India is in the midst of a catastrophic epidemic of smoking deaths, which is expected to cause about one million deaths a year. The new study by the Centre for Global Health Research at the University of Toronto is the most comprehensive study ever done on the impact of smoking in India. Currently about 104 deaths are attributed to smoking every hour in India. The study revealed that if the smoking levels continue to rise by 2010, 114 people will be dying every hour in India due to smoking.
Another major finding of the study is that 70% of people who will die due to smoking will be between the ages of 30 and 69 years – the most productive age group in any population. In India the smoking quit rate remains the lowest in the world. Only two per cent adults quit smoking often only after falling ill. In the age group of 13-15 years, 17.3 per cent are male smokers and 9.7 per cent are female smokers in India. But in the age group of 18 to 49, 32.7 per cent are male smokers whereas only 1.4 per cent of women contribute to smoking in India.
India’s Health Minister Dr Abumani Ramadoss said that he was alarmed by the results of this study.

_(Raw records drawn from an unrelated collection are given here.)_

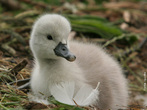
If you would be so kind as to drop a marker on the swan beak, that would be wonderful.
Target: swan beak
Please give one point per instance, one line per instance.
(62, 51)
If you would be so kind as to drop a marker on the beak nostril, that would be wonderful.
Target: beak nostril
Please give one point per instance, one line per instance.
(63, 49)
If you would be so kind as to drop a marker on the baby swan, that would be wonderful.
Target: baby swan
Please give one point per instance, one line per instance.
(57, 60)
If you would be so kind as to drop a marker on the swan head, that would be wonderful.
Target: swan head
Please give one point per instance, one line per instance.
(49, 38)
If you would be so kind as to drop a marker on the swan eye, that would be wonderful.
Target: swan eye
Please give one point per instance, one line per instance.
(49, 37)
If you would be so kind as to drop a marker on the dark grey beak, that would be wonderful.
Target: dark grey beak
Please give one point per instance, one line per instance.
(62, 51)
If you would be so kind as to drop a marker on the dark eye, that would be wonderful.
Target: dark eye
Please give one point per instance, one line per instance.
(49, 37)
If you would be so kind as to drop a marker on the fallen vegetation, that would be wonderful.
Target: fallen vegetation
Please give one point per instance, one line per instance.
(120, 27)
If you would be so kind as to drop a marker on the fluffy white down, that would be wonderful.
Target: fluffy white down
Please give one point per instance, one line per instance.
(92, 64)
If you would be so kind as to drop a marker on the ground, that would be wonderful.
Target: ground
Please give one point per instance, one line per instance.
(119, 26)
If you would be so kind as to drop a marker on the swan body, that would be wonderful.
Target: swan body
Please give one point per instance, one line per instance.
(57, 60)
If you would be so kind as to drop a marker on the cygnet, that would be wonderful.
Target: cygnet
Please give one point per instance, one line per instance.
(58, 60)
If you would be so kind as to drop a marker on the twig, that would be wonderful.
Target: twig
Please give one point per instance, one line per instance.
(25, 86)
(14, 34)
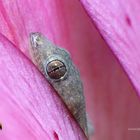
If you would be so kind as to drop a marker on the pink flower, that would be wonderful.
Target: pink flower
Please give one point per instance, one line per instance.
(30, 109)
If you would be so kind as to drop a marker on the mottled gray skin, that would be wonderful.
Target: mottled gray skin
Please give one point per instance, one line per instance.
(69, 87)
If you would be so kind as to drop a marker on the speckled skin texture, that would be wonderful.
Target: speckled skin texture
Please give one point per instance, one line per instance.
(69, 87)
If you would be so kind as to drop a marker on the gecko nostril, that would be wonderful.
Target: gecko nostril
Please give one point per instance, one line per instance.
(56, 69)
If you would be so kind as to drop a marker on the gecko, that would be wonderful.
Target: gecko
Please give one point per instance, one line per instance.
(56, 65)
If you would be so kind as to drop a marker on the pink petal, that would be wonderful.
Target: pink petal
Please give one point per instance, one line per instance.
(119, 23)
(111, 99)
(30, 110)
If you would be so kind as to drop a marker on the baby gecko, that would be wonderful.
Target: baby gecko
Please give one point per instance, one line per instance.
(56, 65)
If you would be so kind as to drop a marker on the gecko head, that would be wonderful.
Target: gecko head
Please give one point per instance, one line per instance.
(50, 59)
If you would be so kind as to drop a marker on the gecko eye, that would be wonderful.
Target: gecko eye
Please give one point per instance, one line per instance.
(56, 69)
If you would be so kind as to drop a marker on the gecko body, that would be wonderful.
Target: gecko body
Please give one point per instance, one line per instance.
(56, 65)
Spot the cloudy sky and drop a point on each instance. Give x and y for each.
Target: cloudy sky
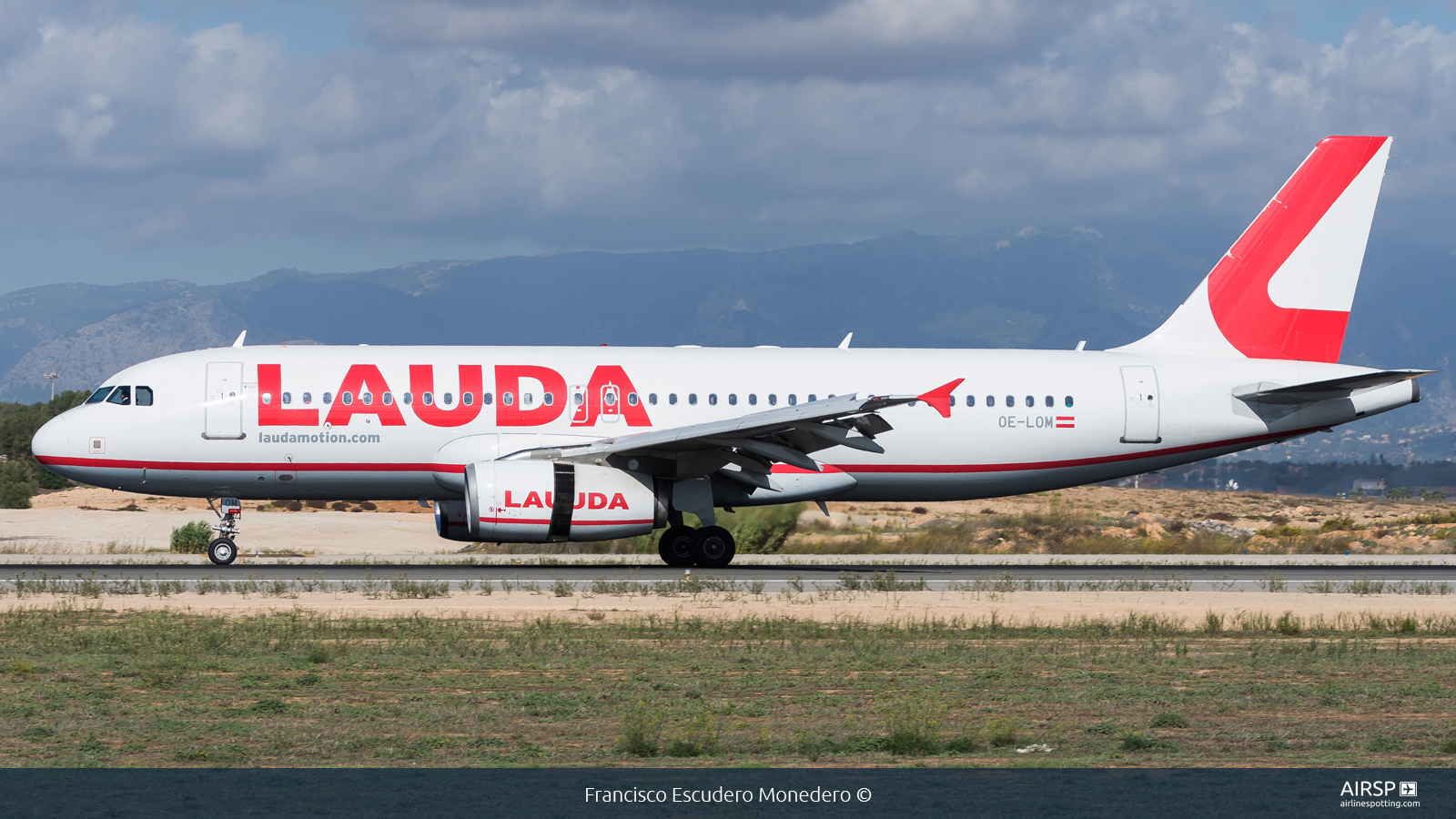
(216, 140)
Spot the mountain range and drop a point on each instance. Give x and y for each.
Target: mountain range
(1004, 288)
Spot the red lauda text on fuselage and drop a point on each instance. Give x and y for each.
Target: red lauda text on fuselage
(608, 392)
(584, 500)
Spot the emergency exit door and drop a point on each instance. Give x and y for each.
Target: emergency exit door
(225, 401)
(1143, 405)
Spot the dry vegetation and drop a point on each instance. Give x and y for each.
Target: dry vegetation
(159, 688)
(1123, 521)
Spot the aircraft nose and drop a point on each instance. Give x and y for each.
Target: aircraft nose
(51, 439)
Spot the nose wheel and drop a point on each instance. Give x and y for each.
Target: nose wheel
(222, 551)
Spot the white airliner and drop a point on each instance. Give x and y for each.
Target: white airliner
(567, 443)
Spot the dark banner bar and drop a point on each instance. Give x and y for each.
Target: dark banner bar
(749, 793)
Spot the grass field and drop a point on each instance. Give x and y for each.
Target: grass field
(160, 688)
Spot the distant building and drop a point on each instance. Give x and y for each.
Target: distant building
(1373, 487)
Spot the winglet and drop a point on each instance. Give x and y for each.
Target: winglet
(941, 397)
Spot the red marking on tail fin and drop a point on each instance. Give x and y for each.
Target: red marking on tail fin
(941, 397)
(1238, 286)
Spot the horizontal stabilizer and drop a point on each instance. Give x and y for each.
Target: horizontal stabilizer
(1312, 392)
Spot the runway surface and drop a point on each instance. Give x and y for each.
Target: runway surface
(1130, 577)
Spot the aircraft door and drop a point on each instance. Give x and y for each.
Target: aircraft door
(611, 402)
(1143, 405)
(225, 401)
(579, 404)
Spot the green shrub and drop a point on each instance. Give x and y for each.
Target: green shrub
(642, 731)
(191, 538)
(1168, 720)
(1135, 741)
(912, 724)
(1383, 745)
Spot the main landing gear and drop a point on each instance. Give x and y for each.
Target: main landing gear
(710, 547)
(223, 551)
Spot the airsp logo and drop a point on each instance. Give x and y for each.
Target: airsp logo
(1376, 789)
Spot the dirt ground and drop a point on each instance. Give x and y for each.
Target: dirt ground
(1046, 608)
(92, 521)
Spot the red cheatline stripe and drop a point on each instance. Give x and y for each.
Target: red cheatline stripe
(1143, 455)
(546, 522)
(852, 468)
(248, 467)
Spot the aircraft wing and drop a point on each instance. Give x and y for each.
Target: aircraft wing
(1312, 392)
(744, 450)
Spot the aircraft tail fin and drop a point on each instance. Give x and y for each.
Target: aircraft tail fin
(1285, 288)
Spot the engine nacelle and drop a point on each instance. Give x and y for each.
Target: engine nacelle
(538, 501)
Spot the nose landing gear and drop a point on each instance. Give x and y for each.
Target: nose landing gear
(711, 547)
(223, 551)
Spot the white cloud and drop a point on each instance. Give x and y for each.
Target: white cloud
(635, 124)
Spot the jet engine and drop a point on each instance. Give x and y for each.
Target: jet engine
(539, 501)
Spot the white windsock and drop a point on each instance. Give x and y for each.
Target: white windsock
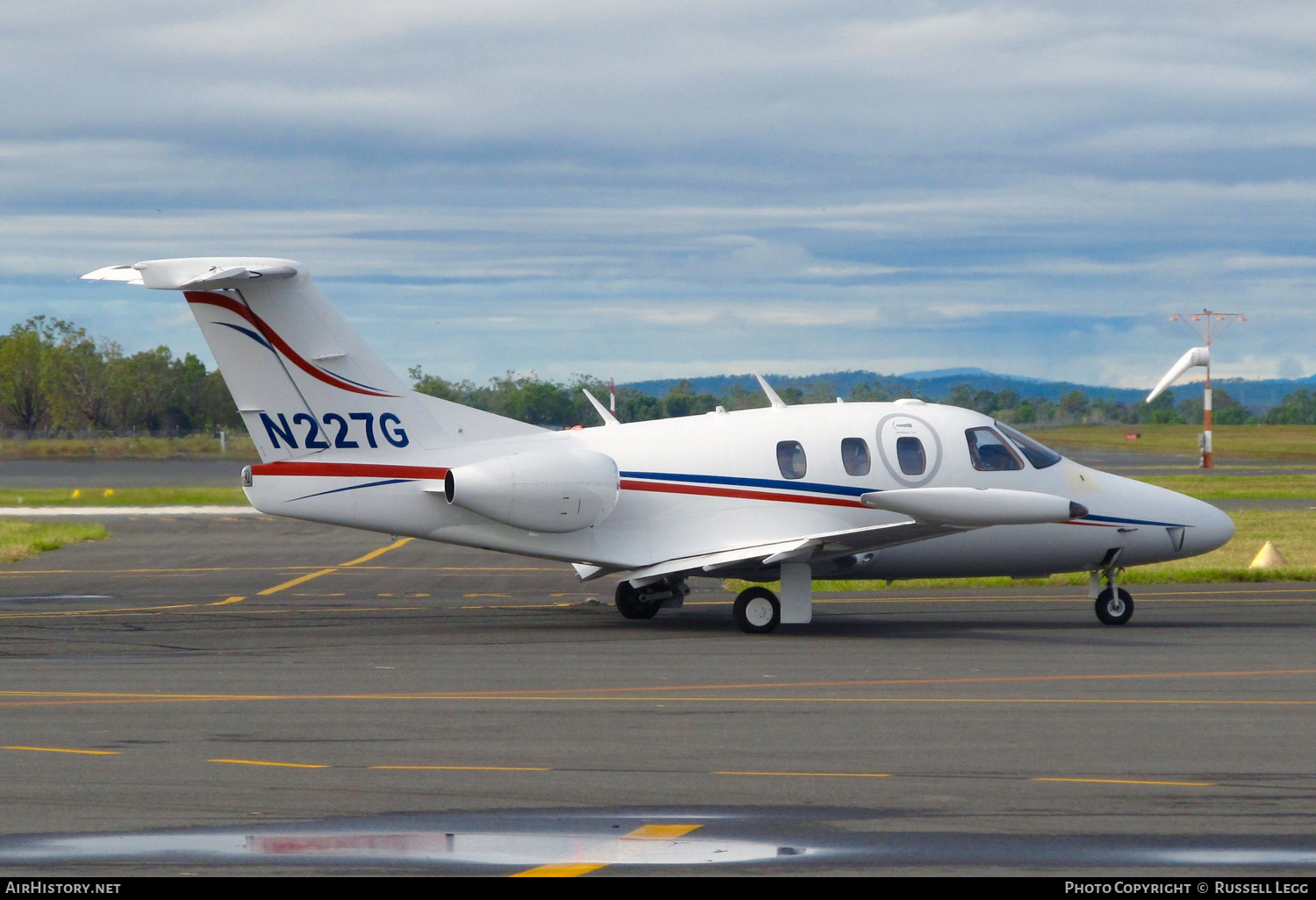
(1195, 357)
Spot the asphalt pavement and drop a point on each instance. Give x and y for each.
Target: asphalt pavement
(252, 695)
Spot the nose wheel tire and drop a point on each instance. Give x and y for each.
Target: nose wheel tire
(757, 611)
(1113, 608)
(633, 604)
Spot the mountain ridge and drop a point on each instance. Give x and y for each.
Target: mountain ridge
(1258, 395)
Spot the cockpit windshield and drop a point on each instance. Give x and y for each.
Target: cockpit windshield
(1040, 455)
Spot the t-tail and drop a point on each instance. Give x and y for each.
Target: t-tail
(303, 379)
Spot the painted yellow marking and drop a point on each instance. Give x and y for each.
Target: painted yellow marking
(300, 579)
(660, 832)
(89, 753)
(378, 553)
(262, 762)
(283, 568)
(471, 768)
(303, 579)
(813, 774)
(1121, 781)
(573, 868)
(560, 870)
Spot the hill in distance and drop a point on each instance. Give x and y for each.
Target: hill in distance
(1257, 395)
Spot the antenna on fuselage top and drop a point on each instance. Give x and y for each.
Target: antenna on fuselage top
(771, 395)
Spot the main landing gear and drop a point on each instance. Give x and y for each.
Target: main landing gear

“The government of India is trying to take all steps to control tobacco use – in particular by informing the many poor and illiterate of smoke risks”. “It is truly remarkable that one single factor, namely smoking, which is entirely preventable, accounts for nearly one in ten of all deaths in India. The study brings out forcefully the need for immediate public action in this much neglected field”, states Professor Amartya Sen, Nobel Laureate in Economics. Meanwhile co-author Professor Sir Richard Peto of Oxford University says “Smoking kills, but stopping works – about a quarter of all smokers will be killed by tobacco in middle age, unless they stop.”